Shattered Ankle Scenery goes to . . . Cornwall!
Ann Tandy and I often discuss how the scale and geography of the British Isles evades us more than we’d care to admit–you spend your life reading British novels and only later realize you don’t really know where “Suffolk” or “Dover” might physically be. It’s both a testimony to reading and a potential mystification caused by it: you’ve “been there” and were not there. Wherever “there” is.
I’d tried to look into Cornwall before, simply because I have spent more time in northern England, and because Tintagel is there. I’d definitely gone through my King Arthur phase in junior high (Mary Stuart books, anyone? Merlin’s cave was in Bryn Myrddin–it gave me a thrill to see my name in a book because I never had) , and I loved the way the word “Tintagel” sounded. (At least, the way _I_ heard it: TIN ta gel. It’s Tin TA gel, isn’t it?)
So, for today, I rewatched the Rick Steves episode on it as a start, but then I stumbled upon Rick STEIN, of whom I know nothing, but he’s BBC and seems to be interested in everything from painting to cooking.
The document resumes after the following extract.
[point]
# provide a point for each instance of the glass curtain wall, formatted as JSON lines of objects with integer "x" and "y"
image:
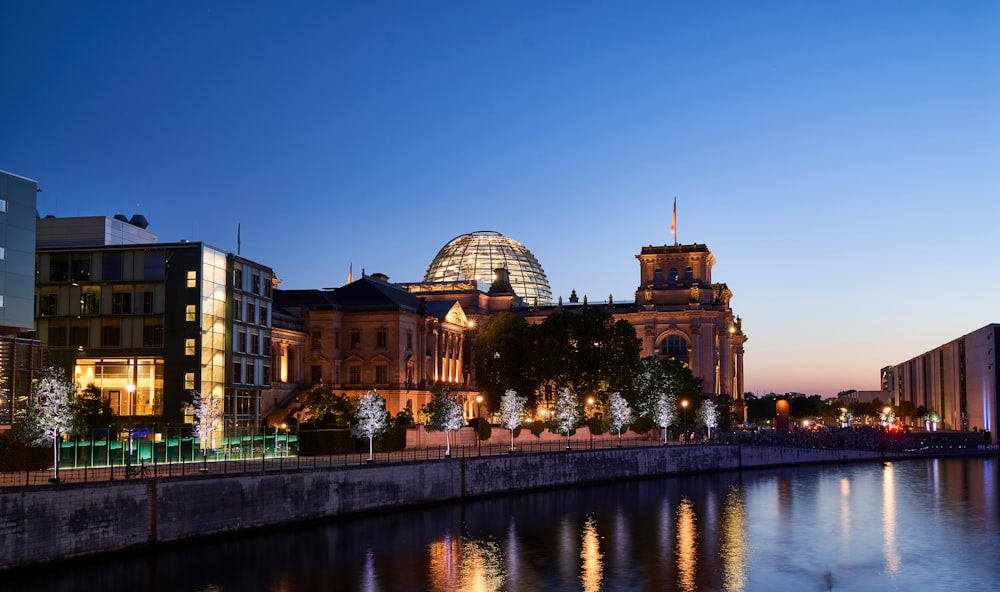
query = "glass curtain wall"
{"x": 213, "y": 329}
I am SURE this is no news to someone, and for sure, he may not be everyone’s cup of tea, no matter how well brewed. But I am committed to honoring charm where I find it.
He spent half the episode talking to a painter who paints on the beach and uses sand for texture. I’ve already forgotten who the painter is, but god, how I loved his paintings. They remind me of Ryan Molenkamp’s earlier work, where somehow a whole waterscape rises up from smudged color and gritty inclusions. Rick Stein also opens the episode talking about how he and his sister would have a contest to see who could spot the sea first, just as my siblings and I would to see who would see the mountains first, and it reminded me that what seems far off and exotic is always someone’s childhood vacation.
He then went to an heirloom apple orchard, a “kind of Noah’s Ark for Cornish apple species.” I just finished reading Elena Passarello‘s _Animals Strike Curious Poses_ (which is wonderful), and her penultimate essay is about “endlings”–the last living specimen of a species before it becomes extinct. (I preferred the word “terminarch,” which had also been considered.) So, the idea of an orchard which, from above, looks like an elegant variegated moss patch, as a haven for vanishing species appealed to my sense of continuity today, in a time when my days’ only continuity is pain and stillness. I actually gasped when the cardigan-wearing orchard keeper cut a Crimson Queen in half, horizontally. There is something in seeing a mundane object dealt with in a way you never have before (as when a friend of mine told me she used to eat tomatoes like apples). It’s like you realize you’ve been missing an opportunity to reenchant the normal.
Of course, there was a lot of head shaking about the state of apples today, and the cliched rhetorical question about why we settle for apples so far from the tree. But the colors revealed to me in that half-world of an apple, red ombred to pink then white, as if the apple skin had been washed in the wrong temperature of water . . . I mean, we all know a Red Delicious is anything but. What would it be like to eat an apple and be really in awe of it.
Overall, Cornwall, then, was pretty. Sometimes I worry living in Seattle / the PNW has made me appreciate real natural beauty less, instead of more. You start to realize, as you travel and when you are surrounded by it, that so many places are beautiful for the same reasons (water, tiny rock isles, flowers, birds) and that people tend to do the same things there (beaches, buying, eating, walks). I sometimes miss those early years when I’d moved from Kansas and would just be stunned by the sharpness of a mountain peak against a cold sky or how sunlight on water seemed “charged with,” as Gerard Manley Hopkins said, “the greatness of God,” whether God is a presence for you or not.
I like this chance to immerse in a different way and rediscover the apple.